# Mixed Bag @ DC



## LOAH (Sep 29, 2007)

This week has been a pretty fun one. With my 'vacation' withering down to its bitter end (picking up my wife tonight - working tomorrow), every free second has been viewed as an opportunity to drag the kids out to another fishing hole. :lol:

After Yuba on Monday, I picked James up from school on Tuesday and hit the Provo for an hour at the Murdock diversion while the kids played at the park. I caught three little browns and missed a few more. That was fun.

Yesterday (Wednesday), James got out of school early and after some lunch, I readied our gear and we went to Deer Creek Reservoir. Hoping for some quick rainbows, we were disappointed by a little bay I usually have better luck at.

After getting skunked for a couple of hours, I consulted the kid committee about moving to another spot and they were just happy to change the scenery. We pounded boots and went to plan B, where my first cast landed a tiny largemouth:










While releasing that, another angler asked how we were doing. To my surprise, we weren't alone in this tucked away spot and a fellow forum member (BFT's jamon_negro) greeted us and was more than happy to share the spot.

He had been catching some perch, rainbow, and even a couple of crappie. Excited to get in on the fun, we started casting.

My initial luck had run out and I didn't get any fish to hand for a little while, but eventually started getting bit. A good sized perch took a worm off the bottom and met its fate:










Soon after, I was getting into the crappie, which I hadn't caught since I was probably 6 years old. Most were released, but a couple were hooked deeply and I figured some bite size fillets would be fun to try.










A splash to my peripheral right prompted me to let some air into my bubble and hang the worm closer to the surface, which got eaten quickly by 2 rainbows and a few more crappie. The rainbows were mean and fought energetically. At least, that's what it seemed like to me, after catching perch and crappie.










We stayed for awhile, releasing quite a few crappie, but trying for more perch. Long after my daughter was ready to leave, I finally gave in and we marched back to the car with a healthy dinner on the stringer.

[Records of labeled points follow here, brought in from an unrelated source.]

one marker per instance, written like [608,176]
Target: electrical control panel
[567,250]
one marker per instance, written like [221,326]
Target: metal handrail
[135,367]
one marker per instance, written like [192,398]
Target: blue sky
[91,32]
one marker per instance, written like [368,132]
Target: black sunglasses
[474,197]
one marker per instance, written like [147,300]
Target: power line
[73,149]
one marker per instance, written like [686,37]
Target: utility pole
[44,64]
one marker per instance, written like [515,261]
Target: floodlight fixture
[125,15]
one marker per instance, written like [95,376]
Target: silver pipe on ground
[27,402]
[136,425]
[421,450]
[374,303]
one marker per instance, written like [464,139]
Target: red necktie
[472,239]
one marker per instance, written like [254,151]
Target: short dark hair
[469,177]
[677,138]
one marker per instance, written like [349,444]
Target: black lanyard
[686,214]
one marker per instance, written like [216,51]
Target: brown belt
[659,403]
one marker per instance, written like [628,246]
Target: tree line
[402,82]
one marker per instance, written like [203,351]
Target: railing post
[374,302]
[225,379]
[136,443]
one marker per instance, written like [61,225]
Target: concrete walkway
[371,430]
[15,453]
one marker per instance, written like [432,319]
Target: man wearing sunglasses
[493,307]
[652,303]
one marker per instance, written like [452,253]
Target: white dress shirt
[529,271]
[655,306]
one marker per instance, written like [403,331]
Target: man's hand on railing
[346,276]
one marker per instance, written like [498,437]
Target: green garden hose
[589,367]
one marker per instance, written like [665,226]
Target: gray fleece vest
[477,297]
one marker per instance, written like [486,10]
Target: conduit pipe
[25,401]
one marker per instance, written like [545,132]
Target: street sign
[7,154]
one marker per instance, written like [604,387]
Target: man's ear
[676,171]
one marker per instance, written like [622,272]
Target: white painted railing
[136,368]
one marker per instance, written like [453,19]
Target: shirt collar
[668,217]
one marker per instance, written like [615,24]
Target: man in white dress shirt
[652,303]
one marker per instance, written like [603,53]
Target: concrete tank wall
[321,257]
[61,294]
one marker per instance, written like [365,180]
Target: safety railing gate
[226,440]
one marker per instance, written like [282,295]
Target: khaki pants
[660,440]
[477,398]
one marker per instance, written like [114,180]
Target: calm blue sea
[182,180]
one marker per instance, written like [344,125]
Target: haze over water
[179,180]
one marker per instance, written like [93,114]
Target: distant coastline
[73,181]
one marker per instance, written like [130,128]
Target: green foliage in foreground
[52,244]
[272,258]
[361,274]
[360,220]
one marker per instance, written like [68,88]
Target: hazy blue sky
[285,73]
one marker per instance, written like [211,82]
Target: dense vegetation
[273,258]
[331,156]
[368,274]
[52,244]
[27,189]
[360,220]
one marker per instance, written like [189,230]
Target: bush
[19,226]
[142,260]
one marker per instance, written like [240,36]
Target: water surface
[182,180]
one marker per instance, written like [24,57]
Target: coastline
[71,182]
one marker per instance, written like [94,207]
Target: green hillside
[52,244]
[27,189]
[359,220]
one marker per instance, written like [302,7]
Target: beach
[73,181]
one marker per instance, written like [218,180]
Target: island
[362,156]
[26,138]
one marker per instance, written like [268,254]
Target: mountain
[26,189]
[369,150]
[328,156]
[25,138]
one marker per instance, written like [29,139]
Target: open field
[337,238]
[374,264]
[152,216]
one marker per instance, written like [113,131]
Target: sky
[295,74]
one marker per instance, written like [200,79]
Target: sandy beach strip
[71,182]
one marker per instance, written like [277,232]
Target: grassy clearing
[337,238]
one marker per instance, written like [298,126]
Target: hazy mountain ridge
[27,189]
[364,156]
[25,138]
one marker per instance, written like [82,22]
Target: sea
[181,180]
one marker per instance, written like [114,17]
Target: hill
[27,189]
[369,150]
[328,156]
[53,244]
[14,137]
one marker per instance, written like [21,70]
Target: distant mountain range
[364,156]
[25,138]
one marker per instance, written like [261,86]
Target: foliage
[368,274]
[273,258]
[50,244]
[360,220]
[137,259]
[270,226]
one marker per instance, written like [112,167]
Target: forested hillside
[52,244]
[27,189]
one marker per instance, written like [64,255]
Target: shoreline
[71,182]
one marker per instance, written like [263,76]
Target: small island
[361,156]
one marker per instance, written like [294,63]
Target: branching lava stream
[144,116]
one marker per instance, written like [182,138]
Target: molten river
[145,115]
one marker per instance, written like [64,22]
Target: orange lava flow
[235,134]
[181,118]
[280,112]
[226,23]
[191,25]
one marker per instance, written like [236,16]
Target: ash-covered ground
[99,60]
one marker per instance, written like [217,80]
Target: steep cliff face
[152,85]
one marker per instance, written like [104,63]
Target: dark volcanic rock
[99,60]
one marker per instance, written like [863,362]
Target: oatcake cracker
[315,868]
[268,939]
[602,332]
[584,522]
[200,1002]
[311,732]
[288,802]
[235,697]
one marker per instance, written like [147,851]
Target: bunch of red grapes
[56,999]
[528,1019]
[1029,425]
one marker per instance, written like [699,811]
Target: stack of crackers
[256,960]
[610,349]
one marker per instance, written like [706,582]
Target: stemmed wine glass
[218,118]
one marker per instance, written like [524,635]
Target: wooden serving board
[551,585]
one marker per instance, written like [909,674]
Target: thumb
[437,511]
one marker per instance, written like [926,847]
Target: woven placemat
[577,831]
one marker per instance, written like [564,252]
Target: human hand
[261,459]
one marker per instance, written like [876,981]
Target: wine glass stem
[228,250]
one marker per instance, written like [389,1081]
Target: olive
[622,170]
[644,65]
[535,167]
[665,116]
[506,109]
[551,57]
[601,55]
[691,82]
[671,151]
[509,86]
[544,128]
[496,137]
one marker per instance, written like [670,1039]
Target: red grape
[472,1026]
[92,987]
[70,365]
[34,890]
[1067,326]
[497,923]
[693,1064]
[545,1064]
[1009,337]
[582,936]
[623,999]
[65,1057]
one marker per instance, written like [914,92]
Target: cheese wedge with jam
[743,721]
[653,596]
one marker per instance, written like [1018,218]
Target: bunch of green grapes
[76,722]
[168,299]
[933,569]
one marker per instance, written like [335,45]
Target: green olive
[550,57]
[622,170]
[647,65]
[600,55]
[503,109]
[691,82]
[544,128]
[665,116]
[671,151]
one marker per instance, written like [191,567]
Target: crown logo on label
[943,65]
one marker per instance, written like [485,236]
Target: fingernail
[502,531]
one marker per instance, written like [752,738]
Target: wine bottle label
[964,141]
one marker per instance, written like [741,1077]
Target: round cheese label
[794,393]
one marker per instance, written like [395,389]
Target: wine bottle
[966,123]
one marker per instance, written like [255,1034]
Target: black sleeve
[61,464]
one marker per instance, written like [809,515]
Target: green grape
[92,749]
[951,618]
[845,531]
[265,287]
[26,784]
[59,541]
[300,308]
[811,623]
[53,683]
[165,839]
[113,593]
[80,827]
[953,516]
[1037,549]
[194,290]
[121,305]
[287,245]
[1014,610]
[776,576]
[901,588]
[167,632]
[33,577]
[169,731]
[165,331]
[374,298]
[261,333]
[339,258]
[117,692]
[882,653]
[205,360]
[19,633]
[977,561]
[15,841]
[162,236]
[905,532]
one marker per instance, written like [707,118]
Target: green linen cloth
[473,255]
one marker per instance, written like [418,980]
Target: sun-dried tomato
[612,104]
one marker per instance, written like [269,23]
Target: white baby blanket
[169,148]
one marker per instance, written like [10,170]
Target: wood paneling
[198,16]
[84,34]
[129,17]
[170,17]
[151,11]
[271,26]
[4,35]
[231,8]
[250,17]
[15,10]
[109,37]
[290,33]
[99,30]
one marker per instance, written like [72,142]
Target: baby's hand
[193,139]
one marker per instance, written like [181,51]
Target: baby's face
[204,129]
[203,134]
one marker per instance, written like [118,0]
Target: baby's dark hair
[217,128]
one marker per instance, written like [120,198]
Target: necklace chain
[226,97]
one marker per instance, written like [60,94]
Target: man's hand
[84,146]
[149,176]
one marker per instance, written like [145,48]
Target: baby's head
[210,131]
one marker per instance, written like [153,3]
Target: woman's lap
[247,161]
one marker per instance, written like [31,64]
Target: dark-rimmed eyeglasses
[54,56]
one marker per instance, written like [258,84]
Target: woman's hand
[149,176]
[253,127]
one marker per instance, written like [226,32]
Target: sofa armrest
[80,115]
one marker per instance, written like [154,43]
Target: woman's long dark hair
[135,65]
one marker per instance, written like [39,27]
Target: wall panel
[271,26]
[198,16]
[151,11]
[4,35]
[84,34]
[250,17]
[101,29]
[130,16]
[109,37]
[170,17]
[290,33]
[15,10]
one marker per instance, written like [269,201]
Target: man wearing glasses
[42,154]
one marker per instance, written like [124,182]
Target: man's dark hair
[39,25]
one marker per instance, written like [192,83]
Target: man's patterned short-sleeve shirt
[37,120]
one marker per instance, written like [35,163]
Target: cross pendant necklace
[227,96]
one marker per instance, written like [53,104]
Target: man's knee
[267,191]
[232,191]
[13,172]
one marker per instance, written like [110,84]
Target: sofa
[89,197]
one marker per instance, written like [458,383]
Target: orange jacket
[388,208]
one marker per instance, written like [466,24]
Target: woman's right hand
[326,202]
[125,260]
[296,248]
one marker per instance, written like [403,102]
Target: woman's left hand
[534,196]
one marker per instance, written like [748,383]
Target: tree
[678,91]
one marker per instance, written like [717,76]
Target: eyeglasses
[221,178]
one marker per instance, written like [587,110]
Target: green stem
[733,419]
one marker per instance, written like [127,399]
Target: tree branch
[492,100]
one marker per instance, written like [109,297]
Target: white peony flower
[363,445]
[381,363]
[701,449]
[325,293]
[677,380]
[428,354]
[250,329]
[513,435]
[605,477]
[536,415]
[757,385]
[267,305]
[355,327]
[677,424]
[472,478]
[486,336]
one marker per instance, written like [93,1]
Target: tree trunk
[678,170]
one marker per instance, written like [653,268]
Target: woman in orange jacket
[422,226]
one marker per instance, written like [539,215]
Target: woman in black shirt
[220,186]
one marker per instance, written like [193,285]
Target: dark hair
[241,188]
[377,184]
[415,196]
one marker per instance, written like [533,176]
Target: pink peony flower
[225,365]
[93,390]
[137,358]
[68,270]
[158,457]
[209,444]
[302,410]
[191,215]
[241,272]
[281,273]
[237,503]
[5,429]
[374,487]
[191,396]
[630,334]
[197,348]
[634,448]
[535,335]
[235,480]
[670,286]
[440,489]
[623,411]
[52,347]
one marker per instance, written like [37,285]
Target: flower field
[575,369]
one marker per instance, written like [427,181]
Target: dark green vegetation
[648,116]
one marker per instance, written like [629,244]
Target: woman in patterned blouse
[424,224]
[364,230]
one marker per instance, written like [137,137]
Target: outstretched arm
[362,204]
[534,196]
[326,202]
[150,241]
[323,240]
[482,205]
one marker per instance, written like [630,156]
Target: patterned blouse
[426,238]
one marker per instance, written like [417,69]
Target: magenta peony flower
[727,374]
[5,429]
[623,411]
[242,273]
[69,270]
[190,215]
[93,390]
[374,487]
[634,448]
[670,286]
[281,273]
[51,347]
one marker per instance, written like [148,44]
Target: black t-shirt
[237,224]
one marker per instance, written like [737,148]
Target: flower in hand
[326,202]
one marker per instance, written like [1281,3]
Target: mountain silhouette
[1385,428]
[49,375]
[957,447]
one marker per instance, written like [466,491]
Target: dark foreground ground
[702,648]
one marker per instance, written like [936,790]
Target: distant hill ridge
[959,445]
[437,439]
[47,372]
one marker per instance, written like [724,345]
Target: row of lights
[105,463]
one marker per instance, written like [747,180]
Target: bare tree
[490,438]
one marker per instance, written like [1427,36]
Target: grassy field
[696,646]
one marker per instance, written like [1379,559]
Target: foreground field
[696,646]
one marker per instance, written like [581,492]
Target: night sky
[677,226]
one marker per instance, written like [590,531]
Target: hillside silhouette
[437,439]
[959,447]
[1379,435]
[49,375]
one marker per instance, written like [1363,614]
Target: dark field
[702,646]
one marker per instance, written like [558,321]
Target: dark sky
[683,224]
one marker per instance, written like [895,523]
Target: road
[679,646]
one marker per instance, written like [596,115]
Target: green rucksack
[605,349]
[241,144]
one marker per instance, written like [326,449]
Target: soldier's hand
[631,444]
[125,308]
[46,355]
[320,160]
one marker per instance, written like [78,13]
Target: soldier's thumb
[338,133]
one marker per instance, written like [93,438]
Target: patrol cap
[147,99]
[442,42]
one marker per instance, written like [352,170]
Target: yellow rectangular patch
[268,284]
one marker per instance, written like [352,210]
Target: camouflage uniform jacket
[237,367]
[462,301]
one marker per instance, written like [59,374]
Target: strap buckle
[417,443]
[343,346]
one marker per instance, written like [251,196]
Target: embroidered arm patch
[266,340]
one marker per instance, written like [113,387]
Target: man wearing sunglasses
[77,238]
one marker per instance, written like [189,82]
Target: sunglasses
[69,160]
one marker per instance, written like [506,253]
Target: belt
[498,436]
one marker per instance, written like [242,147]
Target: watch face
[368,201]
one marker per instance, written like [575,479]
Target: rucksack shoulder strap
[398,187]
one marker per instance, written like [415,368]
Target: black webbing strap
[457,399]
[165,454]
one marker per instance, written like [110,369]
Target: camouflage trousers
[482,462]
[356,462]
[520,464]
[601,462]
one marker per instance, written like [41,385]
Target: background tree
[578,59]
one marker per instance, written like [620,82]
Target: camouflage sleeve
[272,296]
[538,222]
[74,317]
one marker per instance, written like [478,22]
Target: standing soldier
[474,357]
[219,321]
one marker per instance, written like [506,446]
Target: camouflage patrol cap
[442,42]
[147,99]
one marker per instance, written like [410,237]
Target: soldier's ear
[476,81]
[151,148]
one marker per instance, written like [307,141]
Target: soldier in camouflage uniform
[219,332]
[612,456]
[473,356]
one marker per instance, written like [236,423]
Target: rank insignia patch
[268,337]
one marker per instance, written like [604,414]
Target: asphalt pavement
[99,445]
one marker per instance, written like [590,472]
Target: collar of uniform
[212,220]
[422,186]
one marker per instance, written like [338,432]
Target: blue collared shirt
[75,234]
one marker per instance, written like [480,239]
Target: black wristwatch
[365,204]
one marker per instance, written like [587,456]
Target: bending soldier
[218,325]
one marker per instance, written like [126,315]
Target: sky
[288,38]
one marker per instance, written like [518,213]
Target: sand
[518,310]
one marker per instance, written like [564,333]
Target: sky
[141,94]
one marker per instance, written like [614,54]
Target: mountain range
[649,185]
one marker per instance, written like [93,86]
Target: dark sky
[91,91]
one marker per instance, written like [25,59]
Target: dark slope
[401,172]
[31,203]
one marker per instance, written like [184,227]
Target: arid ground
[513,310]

Some pics of the prepared fillets was something I had in mind, but the kids snarfed them down too quickly (okay I helped). I was sneaky and breaded the fillets from one of the trout in little strips and they didn't even notice. :lol:

We ate well and it was great to find a crappie hole in DC. Had I known they were so easy to fillet, I would've kept a lot more! Maybe next time, if I can find them.

Happy Fishing, Humans.


----------



## EvilTyeDyeTwin (Aug 9, 2011)

Great report LOAH....nice to see some crappie and perch being brought out of DC....as well as some "from shore" Rainbow Trout. Crappie taste great...same with perch. Nice stringer shot BTW. With the mixed bag you got there, if it were just pictures, people would think you were at Utah Lake! Thanks for posting.


----------



## tye dye twins (Mar 8, 2011)

Nice Loah. Crappie taste good, perch taste great! DC treated you very well! Maybe those kids are DC good luck charms!


----------



## dartangion (Jul 2, 2008)

That's a great looking stringer! I've only caught one or two bows out of DC, but have always been impressed by how healthy they look. Fun to go to such a versatile place.


----------



## Bighead7572 (Mar 2, 2012)

Thats awesome to see. I for one have always been a one trick pony at dc with only getting into one species or the other. Hopefully i can get a variety like that next time i venture up that way.


----------



## wingnutt (Jul 15, 2011)

That's a good size Perch


Congats


----------



## fordkustom (Jan 27, 2011)

thats one nice mixed bag you got


----------



## CrappieKiller (Jun 3, 2012)

Nice man! Them crappies are a blast!


----------



## xxxxxxBirdDogger (Mar 7, 2008)

Crappie are my favorite fish to make fish & chips with. I used to catch them by the dozen at a lake near my Texas home.


----------



## americanforkdude (Sep 13, 2007)

Deer Creek is an awesome fishery just for that reason. It's close to home, it produces nice fish, and you can't beat the scenery. Great report and nice mixed bag.


----------